Le défi des prochaines élections européennes

Alors que les élections européennes approchent les derniers sondages s’annoncent catastrophiques pour tous les partis autres que nationalistes. Comment s’en étonner ? Dans mon papier précédent j’explicite pourquoi les partis extrêmes ont aujourd’hui la capacité de s’unir et pourquoi les forces démocrates s’effondrent. Les partis extrêmes ont fait du nationalisme et du retour à l’état-nation leur cheval de bataille. Et ils ont désigné leur Némésis : l’Europe. On peut, ou non, être d’accord avec leurs thèses. Au moins cela a-t-il le mérite d’être clair. Non à l’Europe, non à l’ouverture des frontières.

En face, rien de tel. Les partis démocrates rivalisent dans la dérobade. L’Europe est pour eux un non sujet. Trop risqué.  Droite et gauche restant traversées de courants opposés allant du plus pro-européen au plus pro-sceptique le plus sage reste – paradoxalement – pour elles de ne pas aborder la thématique européenne. Alors, à une heure où l’Europe est pourtant l’enjeu majeur des années à venir, droite et gauche démocratiques laissent la question à distance dans l’unique but de ne pas se diviser davantage. Du pain béni pour les partis nationalistes qui, eux, ont clairement choisi leur camp. Le résultat se juge dès à présent dans les sondages et se mesurera demain dans les urnes.

Pour contrer les partis nationalistes la seule solution serait pourtant de tenir un langage aussi clair que le leur : oui à l’Europe. Clair, net et précis. Quitte à préciser ensuite de quelle Europe on parle. Quitte à en faire un vrai objet de débat. Quitte à faire bouger les lignes. Les partis démocrates doivent s’unir, eux aussi. Et le vecteur de leur union ne peut être que l’Europe. Face au risque nationaliste la seule réponse possible est le fédéralisme, le projet européen. Mais là où les partis nationalistes se bornent à clamer leur haine de Bruxelles, les forces démocrates doivent se montrer constructives, elles doivent faire preuve de pédagogie, seule arme possible pour faire pièce à la démagogie.

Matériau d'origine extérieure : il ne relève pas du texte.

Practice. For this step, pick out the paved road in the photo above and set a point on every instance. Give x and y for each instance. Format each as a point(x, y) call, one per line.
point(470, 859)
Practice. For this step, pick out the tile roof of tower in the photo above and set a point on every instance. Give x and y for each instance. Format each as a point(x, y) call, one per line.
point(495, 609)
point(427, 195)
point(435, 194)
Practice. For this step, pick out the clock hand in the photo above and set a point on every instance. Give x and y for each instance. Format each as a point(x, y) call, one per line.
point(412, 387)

Expliquer l’Europe, donner envie, (ré)susciter le rêve européen, ne pas hésiter à pointer les erreurs du passé, en montrer les causes et apporter des propositions concrètes pour que le projet retrouve du sens. L’Europe est tout sauf figée, gravée dans le marbre. C’est un projet en devenir. Un projet qui reste à construire et dans lequel les citoyens doivent pouvoir se projeter. Rien, ou si peu, ayant été fait en ce sens jusqu’à présent c’est aussi un formidable défi sur lequel j’aurai l’occasion de revenir prochainement.

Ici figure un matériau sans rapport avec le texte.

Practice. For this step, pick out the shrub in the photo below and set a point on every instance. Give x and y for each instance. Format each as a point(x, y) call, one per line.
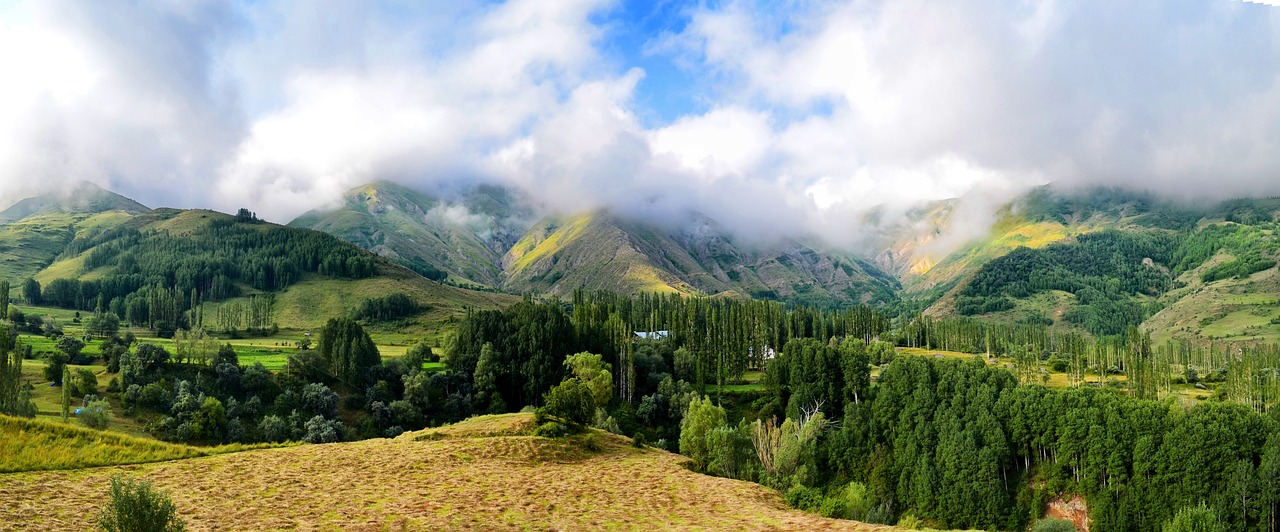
point(1194, 519)
point(571, 400)
point(835, 508)
point(323, 431)
point(1050, 524)
point(136, 507)
point(804, 498)
point(910, 522)
point(86, 383)
point(96, 413)
point(592, 443)
point(551, 429)
point(859, 500)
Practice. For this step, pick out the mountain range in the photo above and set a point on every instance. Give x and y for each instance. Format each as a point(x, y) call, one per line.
point(487, 237)
point(1093, 261)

Le mieux placé pour le relever semble être le président nouvellement élu, Emmanuel Macron. S’étant dès à présent affranchi avec succès du clivage droite-gauche il lui reste à donner du sens à sa propre élection. Se déclarer ni de gauche ni de droite ne saurait suffire à former un projet politique, une vision. Européen convaincu, M. Macron ne peut s’offrir le luxe d’être timoré. Et il n’a strictement aucune raison de l’être. A lui de brandir l’étendard européen. A lui de mobiliser les forces pro-européennes, tant en France qu’au-delà des frontières en suscitant une union transnationale des partis opposés à la tentation nationaliste. Son seul risque ? Passer à la postérité pour avoir été l’homme politique qui sera parvenu à imposer un nouveau paradigme, à (re)placer l’Europe au centre du débat politique après qu’elle en ait été soigneusement écartée pendant 50 ans . Un acte aux conséquences incommensurables. Ce sera l’objet d’un prochain article sur ce blog.

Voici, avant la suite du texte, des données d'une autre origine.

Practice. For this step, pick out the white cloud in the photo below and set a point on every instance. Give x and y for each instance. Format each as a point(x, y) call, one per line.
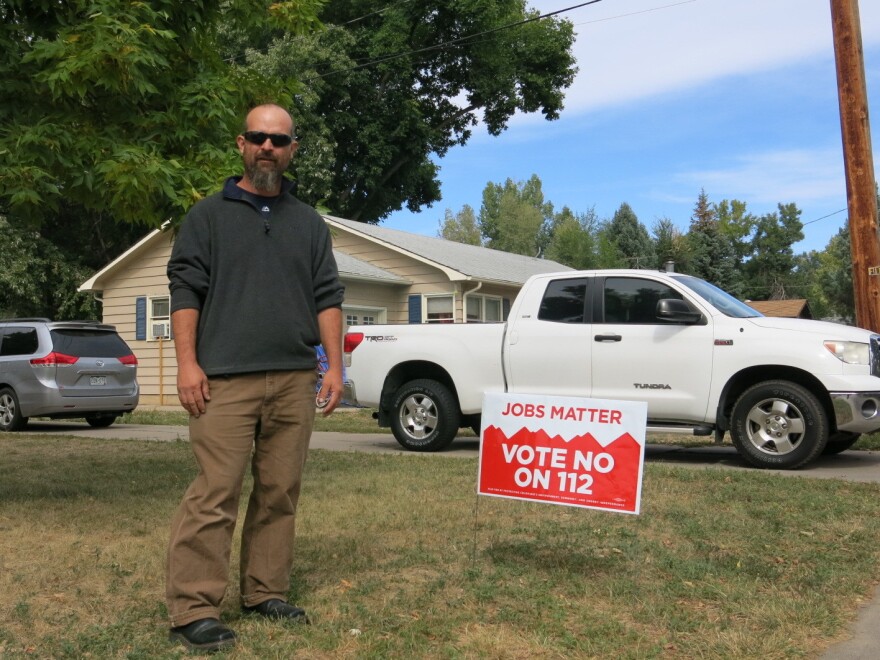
point(635, 49)
point(796, 175)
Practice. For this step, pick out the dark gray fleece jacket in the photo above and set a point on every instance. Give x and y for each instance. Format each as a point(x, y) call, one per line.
point(257, 279)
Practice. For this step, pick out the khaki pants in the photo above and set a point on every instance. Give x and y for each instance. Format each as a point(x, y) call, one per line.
point(265, 420)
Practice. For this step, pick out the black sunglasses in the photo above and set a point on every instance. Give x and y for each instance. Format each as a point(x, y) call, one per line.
point(259, 137)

Faute d’une telle initiative le risque  auquel s’expose la communauté européenne est celui d’une montée en puissance des eurosceptiques au parlement européen avec à la clé une paralysie encore plus grande des institutions, une Europe sans perspectives, toujours plus éloignées des citoyens, toujours plus livrée aux puissances financières et à l’interventionnisme des multinationales. Une Europe technocratique toujours plus conforme à l’image que nous en avons et telle que bien peu d’entre nous la souhaitent. Il appartient aux politiques, aux médias et aux institutions européennes elles-mêmes de se mobiliser en proportion du défi qui est face à eux, et aux citoyens d’aller voter massivement quitte à se faire violence. Non l’Europe ne fait pas (encore) rêver mais le rêve n’en est pas moins à portée de main. La main qui met le bulletin dans l’urne. Peut-être pas suffisant pour que le rêve devienne tout de suite réalité mais assurément nécessaire pour qu’il ne disparaisse pas tout à fait…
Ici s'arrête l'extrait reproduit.